Some time during the night of Aug. 11, someone broke into a condominium building on Catacunemaug Road and threw paint on two cars in the garage, smashed car windows, slashed tires, and destroyed mailboxes outside with baseball bats or by blowing them up with firecrackers.

In all, 10 vehicles in the area were vandalized that night, but police did not know about the incidents until someone called the following morning, according to Police Chief Paul Thibodeau. No arrests have been made.
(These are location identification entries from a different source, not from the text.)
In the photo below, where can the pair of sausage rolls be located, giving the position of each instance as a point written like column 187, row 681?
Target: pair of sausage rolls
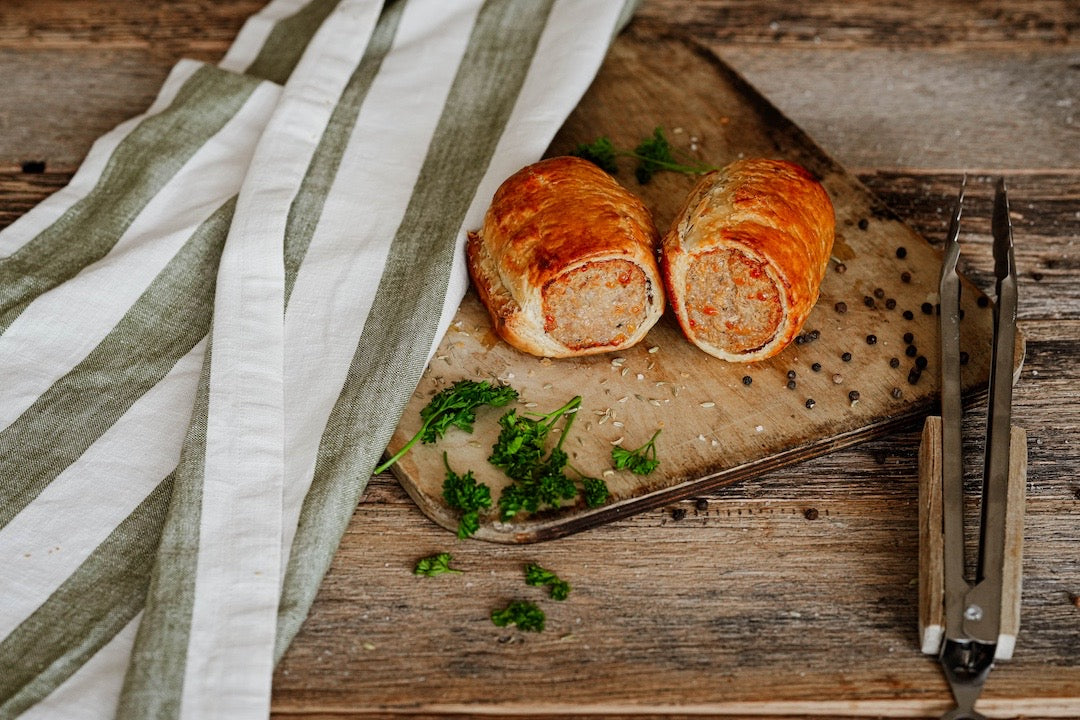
column 565, row 261
column 744, row 259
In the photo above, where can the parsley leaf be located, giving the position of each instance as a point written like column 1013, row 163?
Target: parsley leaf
column 653, row 153
column 520, row 452
column 434, row 565
column 464, row 493
column 537, row 575
column 526, row 615
column 455, row 406
column 640, row 461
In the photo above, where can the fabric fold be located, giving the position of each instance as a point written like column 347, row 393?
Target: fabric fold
column 254, row 275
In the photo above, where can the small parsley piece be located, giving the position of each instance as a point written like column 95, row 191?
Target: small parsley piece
column 520, row 452
column 464, row 493
column 434, row 565
column 640, row 461
column 455, row 406
column 653, row 153
column 526, row 615
column 601, row 152
column 537, row 575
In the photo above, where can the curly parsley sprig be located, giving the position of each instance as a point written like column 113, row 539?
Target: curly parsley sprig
column 454, row 407
column 653, row 153
column 640, row 461
column 520, row 452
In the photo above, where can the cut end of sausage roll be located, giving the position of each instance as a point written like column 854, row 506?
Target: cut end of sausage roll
column 565, row 261
column 744, row 259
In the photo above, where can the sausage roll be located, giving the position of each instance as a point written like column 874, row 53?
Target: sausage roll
column 565, row 261
column 744, row 259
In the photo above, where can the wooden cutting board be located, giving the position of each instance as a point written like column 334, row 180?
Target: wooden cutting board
column 811, row 398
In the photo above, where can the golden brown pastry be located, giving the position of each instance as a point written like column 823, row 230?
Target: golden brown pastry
column 744, row 259
column 565, row 261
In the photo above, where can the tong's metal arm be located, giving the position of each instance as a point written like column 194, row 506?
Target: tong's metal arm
column 973, row 609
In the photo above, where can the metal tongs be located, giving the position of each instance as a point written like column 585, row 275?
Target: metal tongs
column 973, row 610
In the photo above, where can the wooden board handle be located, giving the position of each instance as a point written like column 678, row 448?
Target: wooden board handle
column 932, row 545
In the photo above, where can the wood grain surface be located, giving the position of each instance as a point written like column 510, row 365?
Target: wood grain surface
column 794, row 593
column 715, row 429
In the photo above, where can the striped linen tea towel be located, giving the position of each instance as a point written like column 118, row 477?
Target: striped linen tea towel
column 207, row 337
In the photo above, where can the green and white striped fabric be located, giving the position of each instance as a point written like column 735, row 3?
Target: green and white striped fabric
column 208, row 336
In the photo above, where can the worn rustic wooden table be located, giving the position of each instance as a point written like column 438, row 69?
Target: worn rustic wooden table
column 793, row 594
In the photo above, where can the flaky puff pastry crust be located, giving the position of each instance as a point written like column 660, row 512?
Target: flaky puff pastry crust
column 565, row 261
column 744, row 259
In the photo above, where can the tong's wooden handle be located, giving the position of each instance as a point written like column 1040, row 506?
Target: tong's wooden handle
column 932, row 546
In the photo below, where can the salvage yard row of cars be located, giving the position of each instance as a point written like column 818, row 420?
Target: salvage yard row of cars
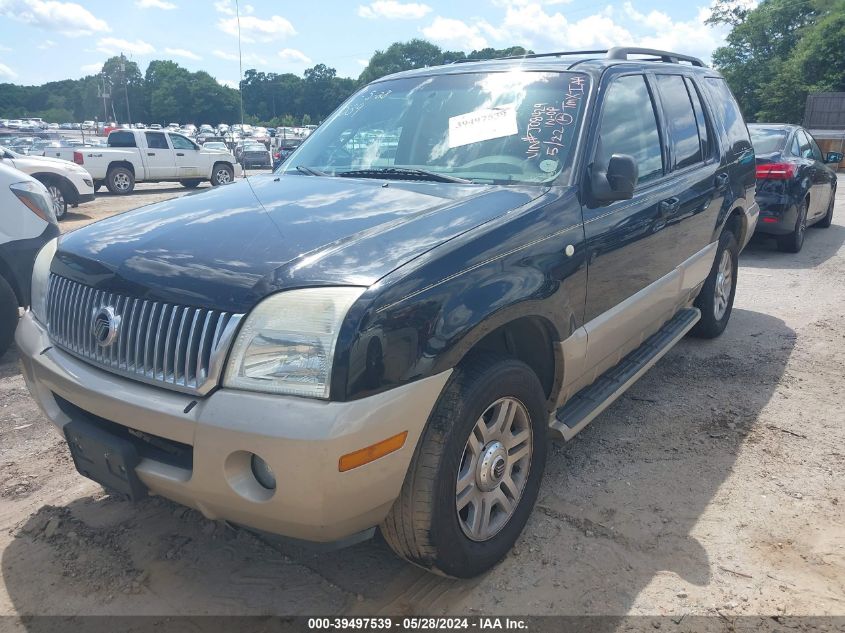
column 386, row 332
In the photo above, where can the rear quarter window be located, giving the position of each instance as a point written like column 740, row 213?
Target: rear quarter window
column 728, row 115
column 121, row 139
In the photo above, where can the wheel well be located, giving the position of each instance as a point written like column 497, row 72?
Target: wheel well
column 68, row 190
column 528, row 339
column 122, row 163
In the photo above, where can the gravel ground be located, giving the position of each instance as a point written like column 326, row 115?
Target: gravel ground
column 714, row 486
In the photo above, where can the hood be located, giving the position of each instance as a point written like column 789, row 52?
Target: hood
column 228, row 247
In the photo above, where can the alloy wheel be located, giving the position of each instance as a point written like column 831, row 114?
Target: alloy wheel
column 494, row 469
column 724, row 285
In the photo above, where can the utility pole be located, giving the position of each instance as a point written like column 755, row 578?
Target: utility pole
column 125, row 88
column 104, row 96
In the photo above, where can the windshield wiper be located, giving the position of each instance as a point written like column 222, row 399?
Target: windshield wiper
column 402, row 173
column 310, row 171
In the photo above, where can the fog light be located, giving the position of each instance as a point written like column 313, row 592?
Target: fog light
column 263, row 473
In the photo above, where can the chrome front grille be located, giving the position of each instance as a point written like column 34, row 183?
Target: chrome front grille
column 172, row 346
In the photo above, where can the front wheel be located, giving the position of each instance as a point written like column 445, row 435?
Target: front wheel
column 222, row 174
column 476, row 471
column 120, row 181
column 716, row 298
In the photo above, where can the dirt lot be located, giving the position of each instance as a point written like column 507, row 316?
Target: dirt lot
column 715, row 486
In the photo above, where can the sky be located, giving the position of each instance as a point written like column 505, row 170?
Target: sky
column 48, row 40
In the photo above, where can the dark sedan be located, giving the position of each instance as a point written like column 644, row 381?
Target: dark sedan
column 795, row 186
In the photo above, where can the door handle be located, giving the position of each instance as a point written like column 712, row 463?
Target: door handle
column 669, row 206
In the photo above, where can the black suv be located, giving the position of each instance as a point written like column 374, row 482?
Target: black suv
column 460, row 264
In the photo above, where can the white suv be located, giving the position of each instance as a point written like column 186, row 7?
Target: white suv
column 26, row 224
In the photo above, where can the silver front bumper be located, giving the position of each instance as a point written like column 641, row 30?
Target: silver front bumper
column 300, row 438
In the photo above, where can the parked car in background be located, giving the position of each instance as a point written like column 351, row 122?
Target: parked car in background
column 256, row 156
column 66, row 183
column 153, row 156
column 27, row 223
column 216, row 145
column 388, row 336
column 284, row 151
column 796, row 187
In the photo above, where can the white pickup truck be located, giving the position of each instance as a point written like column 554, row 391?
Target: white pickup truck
column 151, row 156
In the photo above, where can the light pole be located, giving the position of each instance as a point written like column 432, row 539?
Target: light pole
column 125, row 88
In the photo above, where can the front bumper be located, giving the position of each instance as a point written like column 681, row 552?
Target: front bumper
column 301, row 439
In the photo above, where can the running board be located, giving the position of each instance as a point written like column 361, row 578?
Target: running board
column 587, row 404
Vandalism and larceny have increased this summer, a trend attributable to inadequate funding and fewer police patrols, Thibodeau says. The department’s expense account for gasoline has been level-funded for three years even as gas prices have escalated. So in May, he says, the department imposed a cap on gas, leaving officers just enough fuel to patrol 30 miles during their eight-hour shift – roughly half the distance they used to cover.

The troublemakers in town probably noticed.

“They know we’re not around and they can get away with it,” Thibodeau said.

Sadly, he said last week, the department’s ability to keep crime in check could be further hampered if voters do not approve a Proposition 2 1/2 tax-limit override on Sept. 9. If the nearly $740,000 override fails, the department will be forced to cut three of its 10 officers, leaving only one man on duty during some shifts, he said.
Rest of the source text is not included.